Teachable is an all-in-one platform that helps people create and sell courses online. More than 100,000 creators use Teachable to share their knowledge because they make it easy to create an online course or coaching business by handling everything from web hosting to payment processing.
As a data focused company, Teachable struggled to build a truly self-service analytics and BI stack. Their previous analytics tool, Looker, required knowledge of a complex business logic layer called LookML, which prevented most of the company from running their own reports.
“A few real power users in the company could do their own work in Looker or directly in SQL,” says Peter Jaffe, Head of Data at Teachable, “but the complexity of Looker was too high a bar for most users to get past. They could use the platform to consume reports prepared by the data team, but virtually no one was able to generate or even edit their own dashboards.”
Even straightforward, predictable requests had to go through the data team. As a result, two full time employees were spending the majority of their time answering ad-hoc requests, time to insight took weeks, and adoption of the tool was low.
“We have made a lot of improvements over the past two years and rebuilt the data warehouse from the ground up. But it was clear that we would not come close to reaping the benefits of the new architecture if we continued to put it behind the wall of Looker,” says Jaffe.
After evaluating a few different analytics tools, the team at Teachable chose Sigma because of its ease of use, especially among non-technical users.
“Two main things attracted us to Sigma when we were selecting a platform: One was the ease of use for ‘non-data’ people, and the other was the operational model in which end users can add and connect to datasets on their own. This was a huge selling point for me: Any user in the company can connect to and join any table they have access to in the data warehouse, without need for the data team to set anything up. This is the true ideal of democratized data,” explains Jaffe.
Connecting Sigma to Redshift, Teachable’s cloud data warehouse, and assigning permissions to teams was finished within the first two days.
Almost immediately, teams across the organization were able to build their own dashboards and directly ask questions of their data using Sigma’s spreadsheet-like UI.
One interesting use case comes from the product team. Now armed with Sigma, product managers have begun prepping dashboards before product releases so that when new updates are rolled out, the team can immediately see how these features are performing.
“We have a new product called Coaching where people can sell blocks of their in-person time through the platform. The PM for that release posted a PDF of a dashboard she had setup and scheduled with Sigma. Everybody was excited that something like that could be posted automatically. It gave everyone a lot of immediate insight into how the product was doing that otherwise would not have been seen,” reveals Jaffe.
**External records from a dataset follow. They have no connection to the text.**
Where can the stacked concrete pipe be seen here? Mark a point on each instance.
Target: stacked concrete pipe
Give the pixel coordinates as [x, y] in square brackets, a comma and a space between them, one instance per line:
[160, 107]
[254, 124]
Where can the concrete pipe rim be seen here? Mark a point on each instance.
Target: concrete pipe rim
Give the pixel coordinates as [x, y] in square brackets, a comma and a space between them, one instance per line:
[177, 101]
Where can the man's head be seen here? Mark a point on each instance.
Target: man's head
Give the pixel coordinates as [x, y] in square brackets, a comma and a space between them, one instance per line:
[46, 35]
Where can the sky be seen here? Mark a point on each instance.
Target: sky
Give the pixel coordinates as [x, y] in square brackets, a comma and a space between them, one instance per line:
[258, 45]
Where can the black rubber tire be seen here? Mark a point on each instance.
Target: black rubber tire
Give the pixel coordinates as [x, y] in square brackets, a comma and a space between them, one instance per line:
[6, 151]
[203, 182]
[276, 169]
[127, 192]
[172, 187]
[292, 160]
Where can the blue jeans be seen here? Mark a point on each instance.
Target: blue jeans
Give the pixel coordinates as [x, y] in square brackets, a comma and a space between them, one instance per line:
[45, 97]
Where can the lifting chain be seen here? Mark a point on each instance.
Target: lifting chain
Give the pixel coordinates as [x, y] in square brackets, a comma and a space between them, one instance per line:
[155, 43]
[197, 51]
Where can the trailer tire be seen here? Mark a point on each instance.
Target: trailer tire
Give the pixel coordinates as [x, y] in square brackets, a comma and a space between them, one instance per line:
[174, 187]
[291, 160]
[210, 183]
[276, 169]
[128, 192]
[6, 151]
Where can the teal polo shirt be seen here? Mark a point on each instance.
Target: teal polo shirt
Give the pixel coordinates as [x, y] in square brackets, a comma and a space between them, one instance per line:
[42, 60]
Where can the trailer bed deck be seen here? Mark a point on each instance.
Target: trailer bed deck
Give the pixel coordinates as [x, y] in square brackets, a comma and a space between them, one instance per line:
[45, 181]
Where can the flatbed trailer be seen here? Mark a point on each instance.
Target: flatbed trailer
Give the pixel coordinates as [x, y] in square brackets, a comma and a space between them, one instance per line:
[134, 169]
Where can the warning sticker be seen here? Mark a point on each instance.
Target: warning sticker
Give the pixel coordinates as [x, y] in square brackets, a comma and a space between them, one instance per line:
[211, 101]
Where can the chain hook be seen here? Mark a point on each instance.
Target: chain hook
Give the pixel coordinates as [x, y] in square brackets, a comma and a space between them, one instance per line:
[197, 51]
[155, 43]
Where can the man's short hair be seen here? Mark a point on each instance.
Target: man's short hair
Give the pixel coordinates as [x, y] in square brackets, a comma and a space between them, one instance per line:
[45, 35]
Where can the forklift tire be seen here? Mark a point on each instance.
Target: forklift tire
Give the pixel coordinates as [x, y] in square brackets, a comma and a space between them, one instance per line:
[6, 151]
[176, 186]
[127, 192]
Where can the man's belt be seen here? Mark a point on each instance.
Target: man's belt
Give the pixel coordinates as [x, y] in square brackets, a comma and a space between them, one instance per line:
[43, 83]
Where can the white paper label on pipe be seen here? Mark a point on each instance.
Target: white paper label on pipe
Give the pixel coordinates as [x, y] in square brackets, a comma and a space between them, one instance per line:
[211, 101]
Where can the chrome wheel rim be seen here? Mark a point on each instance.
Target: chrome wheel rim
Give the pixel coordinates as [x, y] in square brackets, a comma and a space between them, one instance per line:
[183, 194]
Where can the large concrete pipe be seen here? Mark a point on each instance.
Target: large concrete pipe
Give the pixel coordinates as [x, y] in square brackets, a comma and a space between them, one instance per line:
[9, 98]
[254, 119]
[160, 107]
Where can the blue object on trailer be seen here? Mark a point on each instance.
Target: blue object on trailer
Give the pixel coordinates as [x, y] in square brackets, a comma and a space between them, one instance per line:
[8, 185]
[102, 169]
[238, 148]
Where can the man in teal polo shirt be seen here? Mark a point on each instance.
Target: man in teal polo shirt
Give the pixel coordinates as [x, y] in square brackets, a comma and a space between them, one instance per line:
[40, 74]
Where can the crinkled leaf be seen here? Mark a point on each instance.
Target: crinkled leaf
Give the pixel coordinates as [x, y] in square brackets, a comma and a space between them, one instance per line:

Before they had Looker and dashboards created for them from the data team, but they had no flexibility. They now have a lot more flexibility to follow their own hunches.
Peter Jaffe
Head of Data at Teachable
Another team now benefiting from Sigma is the fraud team. The risk of bad actors trying to exploit the platform is an ever present risk. To counter this, Teachable’s fraud team pulls lists of schools to investigate every day. But with the explosion of new online courses, it’s been a struggle for the fraud team to keep up with demand. Sigma has enabled the team to quickly adapt to the new volume of accounts, act on hunches quickly, and limit the amount of risk for the company.
“Before they had Looker and dashboards created for them from the data team, but they had no flexibility,” Jaffe explains. “They now have a lot more flexibility to follow their own hunches. We have been experiencing explosive growth and new schools have increased. The fraud team’s ability to tweak their own dashboards has been pretty important.”
The most obvious benefit to adoption of Sigma has been the reduction in ad-hoc requests, which has freed the data team up to do more impactful work and unlock greater value for the company. “We have reduced two full time employees doing virtually nothing but answering ad-hoc data requests to half of one full time employee’s time spent on ad-hoc requests,” claims Jaffe.
“I had a goal of reducing ad-hoc data requests by 70%, and we have easily passed that. Business users are able to make their own data pulls through Sigma, and the requests we do get are for much more complex data modeling and analysis. As a result, the role of data analysts at Teachable has been transformed from running rote SQL jobs to something much more thoughtful, and more valuable to the company.”
The role of data analysts at Teachable has been transformed from running rote SQL jobs to something much more thoughtful, and more valuable to the company.
Because teams across departments are able to quickly adopt Sigma into their workflow and build their own dashboards, data-driven decision making continues to grow across the company. Jaffe revealed that 5X as many people have created top 20 dashboards (by usage over the past 90 days) in Sigma since migrating from Looker.
By building custom tailored dashboards around a specific set of new features, the product team is now able to rapidly surface insights that shape product development and strategy. The new product feedback cycle has been reduced from 2-4 weeks to hours, as product managers are now able to design their own performance dashboards.
Reflecting on the impact Sigma has had on not just the data team, but the entire company, Jaffe said this: “End users tell me, unprompted, that they love Sigma. I have used a variety of BI platforms at a number of companies in the past, and I have never seen user adoption like this.”